Bilateral relative to unilateral stimulation induced greater activity in right inferior occipital regions in children with CI especially during Pci compared to normal hearing, suggesting abnormal recruitment of visual cortical areas while processing bilateral stimuli (Figure 7b). This may indicate greater reliance on vision in children with CI when hearing sounds bilaterally possibly to calibrate their auditory space, because: (i) spatial processing with vision may increase accuracy during conflicting auditory cues (review by King, 2009), (ii) vision loss could lead to auditory spatial processing deficits (Zwiers, Van Opstal, & Cruysberg, 2001), and (iii) congenitally blind adults show recruitment of right hemisphere extrastriate occipital areas during sound localization (Weeks et al., 2000). Children with CI also rely more on visual cues for speech understanding (Schorr, Fox, van Wassenhove, & Knudsen, 2005), and CI users show enhanced audio‐visual integration positively impacting post‐CI outcomes (Giraud, Price, Graham, & Truy, 2001; Strelnikov et al., 2013). It is therefore possible that children with bilateral CIs rely on extra‐auditory facilitation for processing bilaterally presented sounds resembling their everyday listening situations (Easwar, Sanfillipo, Papsin, & Gordon, 2016).

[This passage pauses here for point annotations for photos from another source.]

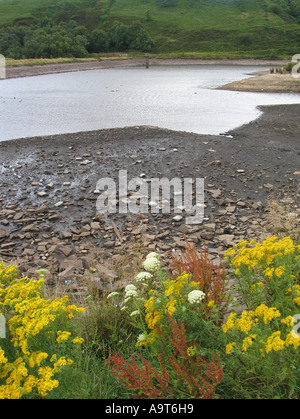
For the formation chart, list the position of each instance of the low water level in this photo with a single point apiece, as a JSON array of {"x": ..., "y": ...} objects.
[{"x": 175, "y": 97}]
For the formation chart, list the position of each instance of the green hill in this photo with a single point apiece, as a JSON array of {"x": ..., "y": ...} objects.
[{"x": 258, "y": 28}]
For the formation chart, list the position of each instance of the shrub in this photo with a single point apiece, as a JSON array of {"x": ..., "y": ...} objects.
[{"x": 35, "y": 349}]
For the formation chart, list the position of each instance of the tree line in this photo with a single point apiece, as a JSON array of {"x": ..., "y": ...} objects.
[{"x": 49, "y": 40}]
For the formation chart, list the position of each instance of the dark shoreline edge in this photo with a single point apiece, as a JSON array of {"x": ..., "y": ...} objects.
[
  {"x": 35, "y": 70},
  {"x": 258, "y": 161}
]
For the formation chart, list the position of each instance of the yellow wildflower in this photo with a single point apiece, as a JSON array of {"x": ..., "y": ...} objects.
[{"x": 229, "y": 348}]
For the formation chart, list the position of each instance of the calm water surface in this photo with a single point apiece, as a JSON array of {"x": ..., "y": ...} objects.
[{"x": 174, "y": 97}]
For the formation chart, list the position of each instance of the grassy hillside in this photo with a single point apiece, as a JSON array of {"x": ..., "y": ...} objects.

Between‐group comparisons revealed lower cortical activity in the right parieto‐occipital regions in children with bilateral CIs (Figure 7c). Reduced activity in all three stimulus conditions may reflect task‐related distinctions and/or abnormal sound processing. Children with hearing loss have higher tendencies for visual attention deficits despite restored audibility with CIs (Quittner et al., 2009; Yucel & Derim, 2008). Thus, it is possible that visual distractions during recording (e.g., video watching), although unrelated and unsynchronized with auditory stimuli, elicited different parieto‐occipital activity in the two groups. The “division of labor” hypothesis suggests that children with CI need to visually scan the environment more often than normal, leaving insufficient resources for normal visual processing (Quittner et al., 2009; Smith, Quittner, & Osberger, 1998). Alternatively, lower visual activity reflects abnormalities in sound processing even during passive listening in children with CIs. Altered activity in the precuneus, an area involved in sensory integration (Cavanna & Trimble, 2006), has been shown in adolescents with CI (Jiwani et al., 2016). Lower activity in the inferior parietal lobe may indicate deficits in spatial memory of auditory sounds and monitoring of auditory space (Alain, He, & Grady, 2008). Higher left frontal lobe activity in children with CI, also shown previously (Jiwani et al., 2016), implicate additional attention (e.g., Kane & Engle, 2002) for sound processing. In summary, these differences illustrate maladaptive development of cortical sound processing possibly due to deafness and/or compensatory mechanisms developed over time to improve listening with limited acoustic cues provided by CIs. In contrast with P1/Pci peak dipole moment (Figure 3b,c), between‐group differences were not found in auditory regions (Figure 7c). This reflects both the smaller abnormalities found in auditory areas of children using bilateral CIs and the increased variability in these areas in this group.

5. Conclusion

Results from this study demonstrate that: (i) early bilateral simultaneous implantation promotes normal‐like symmetry in auditory pathways and expected right dominance in auditory processing, but (ii) with persistence of abnormal and maladaptive cortical processing of sounds possibly due to the effects of deafness and/or shortfalls of present auditory prostheses.

Conflicts of Interest

None to declare.

Acknowledgments

Authors thank Melissa Polonenko for assistance with preliminary data collection, and Salima Jiwani, Daniel Wong, and Carmen McKnight for assistance with response analyses.

Easwar V, Yamazaki H, Deighton M, Papsin B, Gordon K. Simultaneous bilateral cochlear implants: Developmental advances do not yet achieve normal cortical processing. Brain Behav. 2017;7:e00638 https://doi.org/10.1002/brb3.638

Funding information

This work was supported by Restracomp fellowship (to V.E.) and Canadian Institute for Health Research (#MOP‐97924 to K.G.)